MARRAKECH A Syrian opposition spokesman called for “real support” and not just recognition on Wednesday, hours after the U.S. declared that the new Syrian opposition coalition was the “legitimate representative” of its country’s people.
Speaking as the fourth meeting of the “Friends of the Syrian People” opened in the Moroccan city of Marrakech, Walid al-Bunni called on the more than a hundred delegates from Europe and the Gulf countries to provide something concrete to help in their battle against Syrian President Bashar Assad’s regime.
“Recognition is nice, but we need real support,” said Walid al-Bunni, a spokesman for the newly formed Syrian National Coalition as the conference began. “I will be happy after the conference if we have something for the Syrian people.”
The U.S. move, announced by President Barack Obama late Tuesday, follows that of France and the U.K.

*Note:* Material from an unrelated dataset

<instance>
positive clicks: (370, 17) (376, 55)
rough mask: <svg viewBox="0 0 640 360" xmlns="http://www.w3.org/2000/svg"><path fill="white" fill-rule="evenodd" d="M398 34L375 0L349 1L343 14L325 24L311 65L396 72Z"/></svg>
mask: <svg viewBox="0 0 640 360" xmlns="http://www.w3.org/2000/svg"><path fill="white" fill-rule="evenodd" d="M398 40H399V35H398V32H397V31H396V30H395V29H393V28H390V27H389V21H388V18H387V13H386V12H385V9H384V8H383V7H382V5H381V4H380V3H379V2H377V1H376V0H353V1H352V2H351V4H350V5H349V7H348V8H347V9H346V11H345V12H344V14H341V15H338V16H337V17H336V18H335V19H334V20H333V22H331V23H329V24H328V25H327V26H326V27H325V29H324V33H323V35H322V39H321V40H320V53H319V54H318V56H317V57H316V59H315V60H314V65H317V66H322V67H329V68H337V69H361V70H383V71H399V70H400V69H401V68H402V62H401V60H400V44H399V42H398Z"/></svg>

The Syrian National Coalition, formed in November during a conference in Doha, Qatar, has been calling for increased international support, including military material for opposition forces battling the government of Bashar Assad in Syria for nearly two years.

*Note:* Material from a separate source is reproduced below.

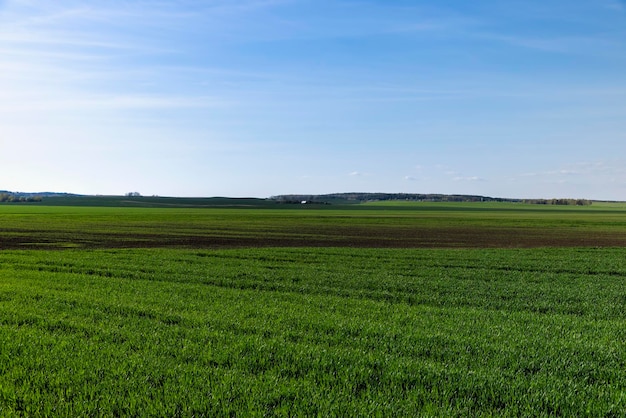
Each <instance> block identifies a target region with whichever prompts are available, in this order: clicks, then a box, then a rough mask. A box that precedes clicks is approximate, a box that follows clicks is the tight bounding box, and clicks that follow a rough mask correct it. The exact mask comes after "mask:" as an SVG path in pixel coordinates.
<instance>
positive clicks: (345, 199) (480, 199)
mask: <svg viewBox="0 0 626 418" xmlns="http://www.w3.org/2000/svg"><path fill="white" fill-rule="evenodd" d="M270 199H272V200H276V201H278V202H281V203H302V202H309V203H326V204H333V203H335V204H337V203H341V204H346V203H363V202H376V201H385V200H404V201H414V202H522V200H521V199H505V198H497V197H488V196H475V195H447V194H418V193H331V194H321V195H304V194H302V195H298V194H292V195H278V196H272V197H271V198H270Z"/></svg>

There are also no representatives of the Syrian rebel forces at the conference.
John Wilks, the British special representative to the Syrian opposition, explained that Wednesday’s event was neither a donor conference nor a military aid event but rather an effort to set up opposition institutions so that they could effectively use future aid in a credible manner to administer the areas they control.
“The key point is that they are setting up institutions and money is coming, so it’s a better situation than three months ago they are happy, we are happy,” he said before the conference began.

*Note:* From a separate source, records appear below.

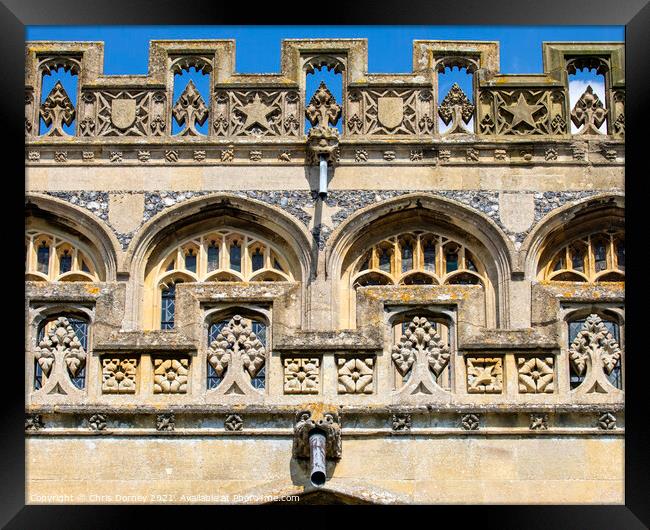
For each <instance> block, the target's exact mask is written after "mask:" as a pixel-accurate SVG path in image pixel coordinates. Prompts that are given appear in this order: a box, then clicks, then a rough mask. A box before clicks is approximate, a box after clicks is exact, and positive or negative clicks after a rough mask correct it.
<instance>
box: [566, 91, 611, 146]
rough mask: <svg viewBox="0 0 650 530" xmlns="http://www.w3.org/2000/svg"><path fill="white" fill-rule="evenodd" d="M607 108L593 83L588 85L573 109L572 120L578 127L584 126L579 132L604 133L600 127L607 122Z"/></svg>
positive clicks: (598, 133)
mask: <svg viewBox="0 0 650 530" xmlns="http://www.w3.org/2000/svg"><path fill="white" fill-rule="evenodd" d="M606 117H607V110H606V109H605V106H604V105H603V102H602V101H600V99H599V97H598V94H596V93H594V90H593V88H591V85H589V86H587V89H586V90H585V91H584V93H583V94H582V96H580V99H578V101H577V102H576V104H575V106H574V107H573V110H572V111H571V121H572V122H573V124H574V125H575V126H576V127H580V126H581V125H582V126H583V127H582V129H580V130H579V131H578V133H577V134H602V133H601V132H600V131H599V130H598V128H599V127H600V126H601V125H602V124H603V123H605V118H606Z"/></svg>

He said so far Britain had earmarked 50 million pounds ($80 million) of humanitarian aid and 7 million pounds ($11.2 million) non-humanitarian including communications equipment, training and office supplies but no plans for now for military aid.
“There are big issues concerning legality intervening in a civil war to overthrow a government is a difficult proposition, to put it mildly,” he said.
Obama’s announcement follows his administration’s blacklisting of a militant Syrian rebel group with links to al-Qaida. That step is aimed at blunting the influence of extremists amid fears that the regime may use or lose control of its stockpile of chemical weapons.
The U.S. had been leading international efforts to prod the fractured Syrian opposition into coalescing around a leadership that would represent all of the country’s factions and religions. Yet it had held back from granting recognition to the group until it demonstrated that it could organize itself in credible fashion.
In particular, Washington had wanted to see the group set up smaller committees that could deal with specific immediate and short-term issues, such as governing parts of Syria under their control and putting in place institutions to address the needs of people once Assad is ousted. Some of those committees could form the basis of a transitional government.